Students build their reading and writing skills and examine what it means to be courageous and resilient in a time of crisis through reading I Survived Hurricane Katrina, 2005.

This unit has been archived. To view our updated curriculum, visit our 2nd Grade English Language Arts course.

Unit Summary

Through reading I Survived Hurricane Katrina, 2005, second graders will get an up-close and personal view of a terrifying, yet thrilling, adventure based on Hurricane Katrina, a disaster that left a mark on history. At the beginning of the unit students will study hurricanes and then use what they learned about hurricanes to analyze and explain why Hurricane Katrina was so devastating. After building background, students will follow the main character on his soul-searching quest for survival. In doing so, students will be challenged to think deeply about what it means to be courageous, brave, and resilient, and how in a time of crisis those traits may look different than originally envisioned. Students will also be challenged to think about if surviving a disaster changes who you are at the core or if it just helps you uncover things about yourself that have been there all along. It is important to note that this unit does not focus on any of the political or racial aspects that arose in the aftermath of Hurricane Katrina. These topics do not need to be ignored if they arise in any of the mentor texts or discussion but should be addressed in a way that is developmentally appropriate for the age group.

This is the culminating reading unit; therefore, the unit challenges students to use the strategies they learned in second grade while beginning to push students toward strategies they will see in the beginning of third grade. Students will use what they have learned from the nonfiction study at the beginning of the unit to connect at a deeper level with the main character’s quest for survival and to critically analyze and make judgments about the characters’ actions and decisions. Students will also be challenged to begin noticing the author’s use of descriptive language and specific details, and then analyze those details to build a deeper understanding of characters and motivations. Over the course of the unit students will also begin to analyze the importance of setting and how the setting of a story can impact the plot. Because this unit is transitional between second and third grade, there are a few new types of questions and expectations for the use of evidence found in the unit.

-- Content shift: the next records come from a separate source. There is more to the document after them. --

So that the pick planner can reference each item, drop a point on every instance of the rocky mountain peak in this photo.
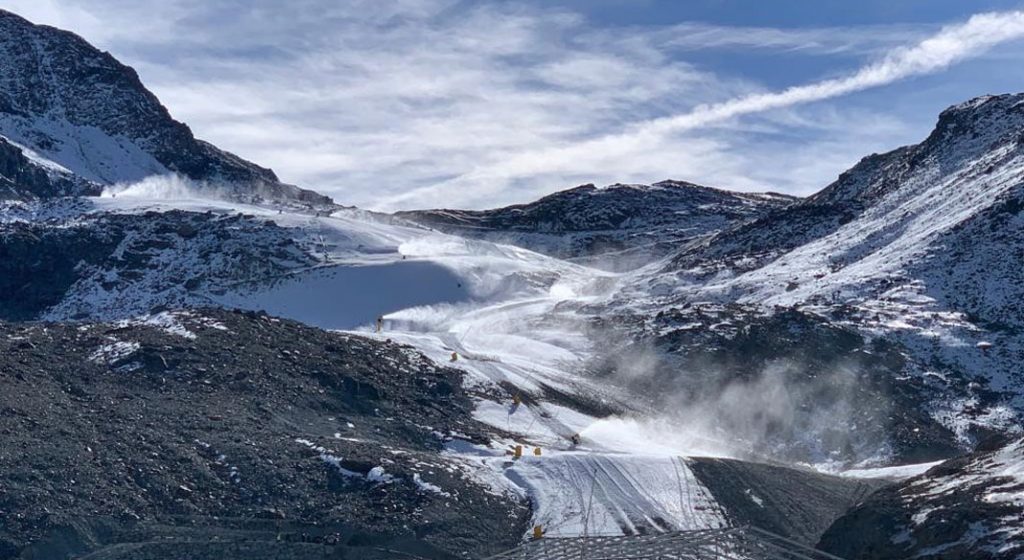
(80, 109)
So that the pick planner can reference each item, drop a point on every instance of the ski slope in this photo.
(513, 321)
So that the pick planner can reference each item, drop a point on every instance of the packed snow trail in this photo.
(509, 316)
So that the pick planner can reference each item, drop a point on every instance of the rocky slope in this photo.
(81, 113)
(620, 226)
(920, 249)
(204, 423)
(970, 508)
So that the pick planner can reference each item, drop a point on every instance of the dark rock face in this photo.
(799, 505)
(967, 508)
(134, 261)
(964, 133)
(20, 179)
(792, 386)
(52, 81)
(198, 425)
(629, 224)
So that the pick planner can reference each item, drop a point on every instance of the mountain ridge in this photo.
(86, 112)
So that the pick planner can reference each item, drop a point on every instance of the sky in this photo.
(471, 103)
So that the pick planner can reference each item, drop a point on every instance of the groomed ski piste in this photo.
(500, 314)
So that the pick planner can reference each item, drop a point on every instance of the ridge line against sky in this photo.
(951, 44)
(475, 103)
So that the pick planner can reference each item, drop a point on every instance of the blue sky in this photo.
(475, 103)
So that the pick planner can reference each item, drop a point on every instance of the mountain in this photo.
(208, 376)
(79, 114)
(239, 433)
(970, 507)
(619, 226)
(916, 251)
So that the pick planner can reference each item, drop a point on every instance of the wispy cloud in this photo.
(441, 102)
(952, 44)
(949, 45)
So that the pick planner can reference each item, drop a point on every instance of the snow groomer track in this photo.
(728, 544)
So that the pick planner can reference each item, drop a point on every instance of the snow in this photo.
(114, 350)
(86, 151)
(428, 487)
(898, 472)
(611, 493)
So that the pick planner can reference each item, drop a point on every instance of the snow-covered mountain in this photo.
(966, 508)
(921, 248)
(796, 364)
(620, 226)
(78, 114)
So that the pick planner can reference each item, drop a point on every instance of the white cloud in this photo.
(427, 102)
(949, 45)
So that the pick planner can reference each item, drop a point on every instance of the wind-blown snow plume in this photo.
(156, 186)
(950, 45)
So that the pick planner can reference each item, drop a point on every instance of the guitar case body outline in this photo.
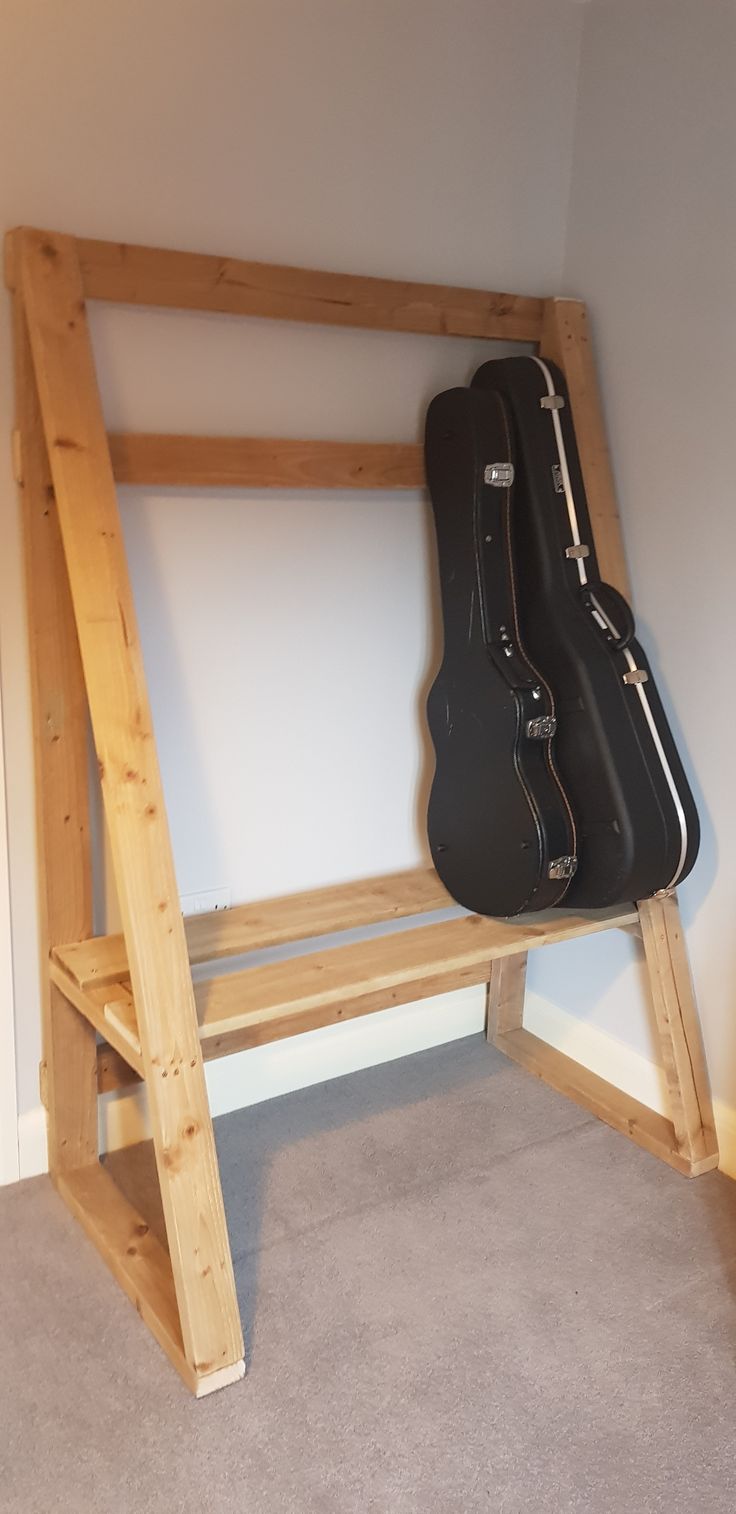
(500, 824)
(636, 818)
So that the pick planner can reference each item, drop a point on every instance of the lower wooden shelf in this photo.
(647, 1128)
(140, 1263)
(268, 1003)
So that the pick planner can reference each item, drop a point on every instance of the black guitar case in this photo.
(609, 753)
(500, 825)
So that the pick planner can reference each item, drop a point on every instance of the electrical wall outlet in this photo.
(205, 901)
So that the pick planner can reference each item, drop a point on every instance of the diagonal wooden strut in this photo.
(137, 990)
(134, 800)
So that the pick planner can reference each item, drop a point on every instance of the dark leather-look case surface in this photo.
(635, 816)
(500, 825)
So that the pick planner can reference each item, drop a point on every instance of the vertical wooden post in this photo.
(76, 439)
(68, 1069)
(679, 1033)
(567, 341)
(506, 995)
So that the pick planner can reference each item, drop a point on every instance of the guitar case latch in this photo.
(541, 727)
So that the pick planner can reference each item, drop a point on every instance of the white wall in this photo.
(288, 641)
(651, 247)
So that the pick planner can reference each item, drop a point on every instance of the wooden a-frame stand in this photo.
(118, 1009)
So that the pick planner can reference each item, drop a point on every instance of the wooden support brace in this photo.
(137, 989)
(134, 801)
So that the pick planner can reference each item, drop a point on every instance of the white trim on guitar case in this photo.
(605, 623)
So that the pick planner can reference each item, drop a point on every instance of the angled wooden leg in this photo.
(76, 441)
(679, 1033)
(505, 1010)
(68, 1069)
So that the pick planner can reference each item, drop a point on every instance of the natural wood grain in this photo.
(203, 282)
(506, 990)
(609, 1104)
(567, 342)
(134, 800)
(256, 462)
(138, 1261)
(261, 1004)
(679, 1028)
(90, 1004)
(273, 922)
(61, 772)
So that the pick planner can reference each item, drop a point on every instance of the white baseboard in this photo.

In writing, this unit serves as a chance for students to solidify their skills in writing in response to the text. By the end of the unit students should be scoring a 3 or 4 on the reading response rubric. There are also multiple opportunities in this unit for students to begin writing narrative responses to the text.

Note: The Lexile of the core text for this unit, I Survived Hurricane Katrina, 2005, is 590L. This Lexile falls within the common core range for grade 2, although it is at the higher end. Therefore, this unit supports standard RL2.10, which requires students to read and comprehend literature in the grades 2–3 text complexity band, with scaffolding as needed at the high end of the range. In particular, students will need scaffolding in terms of understanding author’s use of figurative language and foreshadowing.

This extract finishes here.